Keep praying for us!

8 Responses to “Update on us 4/25/11”

  1. steven morey April 25, 2011 at 7:11 pm #

    It is so heart-warming to read the updates. I really like the one about the dented van, and how you both just laughed it off, I got a great laugh out of it 🙂
    God Bless!!

  2. Joey Feltz April 25, 2011 at 7:43 pm #

    You are choosing your attitude! It is a blessing to see how you choose to rejoice in the smallest things, even though they could drive you crazy! Keep leaning hard on the Lord, just as you have been doing! I am praying for you all this afternoon in a special way! How is the sleep, by the way? xo

  3. Codie April 25, 2011 at 8:24 pm #

    Thanks for the update; I still enjoy reading them although they are fewer and farther between….. That is a good thing though since life is falling back into a routine that is being established as the new “normal”. How is that book coming by the way? 🙂 Glad that you guys had a wonderful Easter, and you are both such a blessing to the music at church. Thanks for the reminder to choose thankfulness in all things in our lives – I needed that today.

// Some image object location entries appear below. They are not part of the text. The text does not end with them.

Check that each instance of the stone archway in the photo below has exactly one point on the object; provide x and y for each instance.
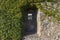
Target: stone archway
(31, 21)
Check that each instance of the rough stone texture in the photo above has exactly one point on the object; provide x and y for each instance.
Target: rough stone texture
(50, 30)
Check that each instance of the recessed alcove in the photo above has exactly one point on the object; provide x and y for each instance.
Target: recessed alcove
(31, 21)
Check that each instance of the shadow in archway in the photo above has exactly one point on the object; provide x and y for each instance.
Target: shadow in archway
(30, 20)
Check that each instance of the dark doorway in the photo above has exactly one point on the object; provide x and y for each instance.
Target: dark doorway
(31, 21)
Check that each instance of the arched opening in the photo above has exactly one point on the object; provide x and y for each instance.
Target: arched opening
(31, 21)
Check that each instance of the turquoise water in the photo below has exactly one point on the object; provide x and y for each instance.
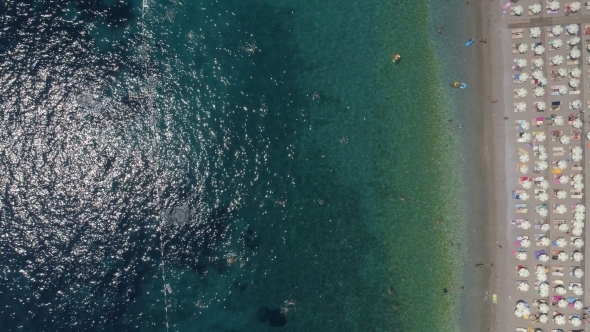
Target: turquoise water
(267, 159)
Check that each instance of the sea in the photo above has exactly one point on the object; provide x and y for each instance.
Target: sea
(235, 165)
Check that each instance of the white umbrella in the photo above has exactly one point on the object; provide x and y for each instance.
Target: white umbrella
(543, 307)
(525, 224)
(558, 120)
(565, 139)
(560, 290)
(543, 197)
(575, 6)
(572, 29)
(576, 321)
(527, 184)
(542, 165)
(559, 319)
(576, 72)
(576, 231)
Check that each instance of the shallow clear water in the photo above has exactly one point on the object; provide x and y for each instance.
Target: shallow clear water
(266, 160)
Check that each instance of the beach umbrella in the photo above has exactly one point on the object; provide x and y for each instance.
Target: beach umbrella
(559, 290)
(537, 74)
(576, 321)
(543, 307)
(574, 41)
(542, 165)
(559, 319)
(572, 29)
(576, 72)
(525, 224)
(543, 197)
(558, 120)
(575, 6)
(543, 213)
(527, 184)
(565, 139)
(576, 231)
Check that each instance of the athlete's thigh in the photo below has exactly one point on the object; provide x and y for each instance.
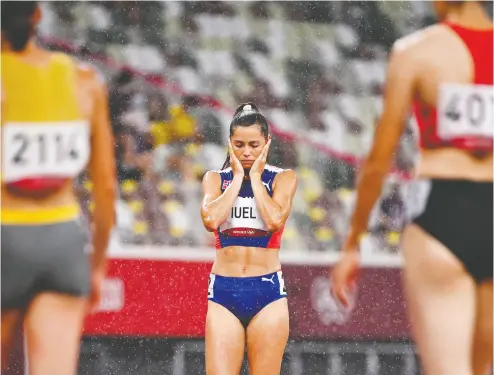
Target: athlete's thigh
(441, 301)
(482, 344)
(10, 327)
(267, 335)
(225, 341)
(53, 328)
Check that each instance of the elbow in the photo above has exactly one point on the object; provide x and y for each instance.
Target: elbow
(211, 225)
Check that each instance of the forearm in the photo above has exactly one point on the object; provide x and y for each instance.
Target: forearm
(217, 211)
(368, 192)
(271, 213)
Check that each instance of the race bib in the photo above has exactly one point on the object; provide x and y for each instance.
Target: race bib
(465, 111)
(44, 149)
(244, 214)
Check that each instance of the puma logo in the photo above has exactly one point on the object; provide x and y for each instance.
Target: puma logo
(270, 280)
(266, 184)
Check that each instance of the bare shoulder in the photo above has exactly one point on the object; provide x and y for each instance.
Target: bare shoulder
(211, 177)
(415, 41)
(288, 174)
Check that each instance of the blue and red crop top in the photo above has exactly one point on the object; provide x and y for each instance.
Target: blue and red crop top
(245, 226)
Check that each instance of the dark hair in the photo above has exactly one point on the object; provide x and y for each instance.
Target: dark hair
(247, 114)
(17, 25)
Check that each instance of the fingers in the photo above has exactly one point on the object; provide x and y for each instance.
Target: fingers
(340, 292)
(264, 153)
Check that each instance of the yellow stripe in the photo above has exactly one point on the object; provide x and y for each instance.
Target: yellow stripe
(40, 216)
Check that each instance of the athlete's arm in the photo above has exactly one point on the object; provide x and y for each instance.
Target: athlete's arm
(102, 173)
(275, 211)
(216, 206)
(399, 91)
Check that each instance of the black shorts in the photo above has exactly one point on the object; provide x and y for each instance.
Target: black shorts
(458, 213)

  4. marty April 26, 2011 at 1:11 am #

    Our 21 yr old was born having seizures and she has a brain injury its very hard due to she is normal looking but functions as a 16 yrs old and it kills her some days she ask God why alot she cant drive but we r trying to teach her and her eyes dont work together and that makes it hard also.We r praying for u and your family.

  5. Dara April 26, 2011 at 8:47 pm #

    so glad you laughed it off about the van! good point….cant take it with (and why would you want to?! I bet we’ll be able to fly at that point) 😛

    Graham is doing fantastic… I never realized what a big deal his vision is regarding every move he makes. wow! I don’t notice him struggling as he walks around, etc at church… I know that I don’t see him that much/know him that well, but I’m sure that if i were seeing double I would feel more comfortable crawling on all fours to get where I needed to go!

    thank you for the update, and as always…for your honesty in how the new home life is going! Praying for you guys!
    love in Christ ❤

  6. Carlos Hidalgo April 28, 2011 at 4:46 am #

    Randi: Hooray for you! Hooray for Graham! And most of all Hooray for our gracious Lord!
    God bless you
    Carlos

  7. L Lawrence April 29, 2011 at 12:38 pm #

    I love the pics. The one of Keith reminds me of how accepting children really are. Daddy is daddy the same as Uncle Joshie is Uncle Joshie to Amber’s two. They never have known the difference. We continue to pray for all of you…Laureen Lawrence

  8. becky hartwell May 1, 2011 at 3:00 am #

    So…today I spent 6 hours at Ellis with my daughter for something minor….and when i entered and exited I passed the sign “this way to sunnyview” over one of the hallways…. To be honest…I hadn’t stopped to pray for you guys for over a month….TOday while i waited and then waited again and again I prayed for your family! Tonight I checked back in on your blog….I was a few posts behind…when i read the one about you biting…I laughed out loud…I bite too…it kind of makes lyle crazy…I tell him i can’t help it as my mom did the same to us and told us that was how mommy horses showed love to their children (I have no idea if that is true) ANYWAY…Im glad to hear Im not the only one….lol….LAST…what a blessing to read about Graham leading worship! PTL…Your family will be in our prayers for years to come!